Last week saw the incredible election of George Galloway in the Bradford-West by-election, sending the professional embarrassment back to the House of Commons. The election was a disaster for the three main parties in Parliament. The election has naturally given rise to speculation as to who else might be capable of winning an election. Ladbrokes, a betting agency based in the UK, has TAC contributing editor Peter Hitchens at 33/1 to win a seat before the next General Election (to put into comparison, the same website has Ron Paul at 66/1 to win the presidency). While the chances are slim of Hitchens choosing to run, his two blog posts on the subject make points worth exploring.
Hitchens would be an exciting addition to the British political scene. I have had the chance to see Hitchens in person twice, once at a Policy Exchange event in London were I had the opportunity to ask him about drug policy, and another where he argued for the effectiveness of smoking bans. While I disagree with Hitchens on both of these policies, he remains one of the strongest advocates of liberty and national sovereignty the United Kingdom has to offer. His book The Abolition of Liberty is a must-read for anyone on either side of the Atlantic. To have Hitchens running for Parliament would be refreshing and encouraging.
When discussing the possibility Hitchens makes clear that he will not be attempting to form another political party:
As I have said a thousand times, real political parties arise when there is a vacancy for them. There is, just now, no such vacancy.
Anything founded when there is no vacancy bears the same relation to a real party as a Hornby trainset does to the old Great Western Railway. You may call it a party, and make appropriate noises as you play with it on the sitting-room floor. But it will not be a party.
This observation is entirely true, and what Hitchens proposes instead seems to me to be a sensible way to move forward: the establishment of exploratory groups broadly sympathetic to the values of”Justice and Liberty.” This suggestion bears some resemblance to the Tea Party movement, though the British have an almost genetic aversion to grassroots political activism. However, small concentrations of concerned citizens, based locally and without the activism and populism of the Tea Party would be an encouraging sign. Hitchens rightly predicts that were this strategy adapted those interested should aim for a, “long, slow take-off.” Were such groups established, Hitchens claims that he would be happy to put his name forward.
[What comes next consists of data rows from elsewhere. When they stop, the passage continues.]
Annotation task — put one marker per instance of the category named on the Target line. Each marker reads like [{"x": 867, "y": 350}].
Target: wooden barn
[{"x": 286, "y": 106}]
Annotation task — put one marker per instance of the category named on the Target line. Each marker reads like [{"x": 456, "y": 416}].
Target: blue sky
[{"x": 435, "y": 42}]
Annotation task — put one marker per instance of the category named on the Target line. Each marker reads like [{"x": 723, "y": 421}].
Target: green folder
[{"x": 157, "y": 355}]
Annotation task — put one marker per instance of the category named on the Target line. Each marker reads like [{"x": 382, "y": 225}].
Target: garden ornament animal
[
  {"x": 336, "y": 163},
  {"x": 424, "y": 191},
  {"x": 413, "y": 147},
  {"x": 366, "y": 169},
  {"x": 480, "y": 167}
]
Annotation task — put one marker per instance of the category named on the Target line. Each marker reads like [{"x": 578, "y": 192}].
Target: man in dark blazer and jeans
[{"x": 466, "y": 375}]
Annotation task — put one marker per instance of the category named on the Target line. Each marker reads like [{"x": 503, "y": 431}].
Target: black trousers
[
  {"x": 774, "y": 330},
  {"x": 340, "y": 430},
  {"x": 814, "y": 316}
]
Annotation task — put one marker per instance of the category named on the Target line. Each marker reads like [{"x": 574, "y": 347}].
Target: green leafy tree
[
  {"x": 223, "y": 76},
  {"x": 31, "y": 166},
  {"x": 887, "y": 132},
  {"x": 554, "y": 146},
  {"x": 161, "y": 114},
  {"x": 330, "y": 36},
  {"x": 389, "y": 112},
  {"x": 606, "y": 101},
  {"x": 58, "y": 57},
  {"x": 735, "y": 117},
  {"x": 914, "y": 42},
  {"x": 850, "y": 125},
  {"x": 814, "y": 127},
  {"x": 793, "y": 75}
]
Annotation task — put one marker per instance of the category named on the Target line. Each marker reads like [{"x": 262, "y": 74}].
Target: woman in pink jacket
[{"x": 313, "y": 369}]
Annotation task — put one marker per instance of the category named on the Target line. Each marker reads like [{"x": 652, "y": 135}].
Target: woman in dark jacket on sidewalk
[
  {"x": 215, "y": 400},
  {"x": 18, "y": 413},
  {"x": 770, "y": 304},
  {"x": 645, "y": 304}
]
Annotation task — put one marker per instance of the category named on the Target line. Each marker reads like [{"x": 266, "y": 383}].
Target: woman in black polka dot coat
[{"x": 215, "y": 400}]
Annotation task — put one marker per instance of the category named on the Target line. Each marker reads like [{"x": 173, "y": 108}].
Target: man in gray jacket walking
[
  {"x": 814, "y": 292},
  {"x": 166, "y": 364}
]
Another point worth noting is the observation Hitchens makes on the diminishing of tribal loyalty in the UK. The years of the coalition government have shown Tories that their party is not much different from Labour, and has produced some of the most comically inept opposition Parliament has seen in years. Ironically, the Liberal Democrats, who have managed to implement over 75% of their manifesto, have been hemorrhaging support. Hitchens characterizes those who supported the Tories in May 2010 in the following way: “The millions of patriots who voted Tory at the last Election committed an act of self-harming idiocy.” I was one of the patriotic idiots who voted Tory in the last general election, but I think the years since the beginning of Cameron’s premiership have only confirmed Hitchens’ assessment.
British conservatives should take seriously Hitchens’ points. The Tory party is an unpatriotic, inefficient vehicle for change in the UK, and more needs to be done at the local level to institute some change whenever by-elections occur. There is no point forming new political parties, but it is worth exploring who might rally under “Justice and Liberty.”
At the moment Peter Hitchens MP is still a thought experiment, something that unfortunately we will probably never see. But at least the first step has been taken, he is open to the idea.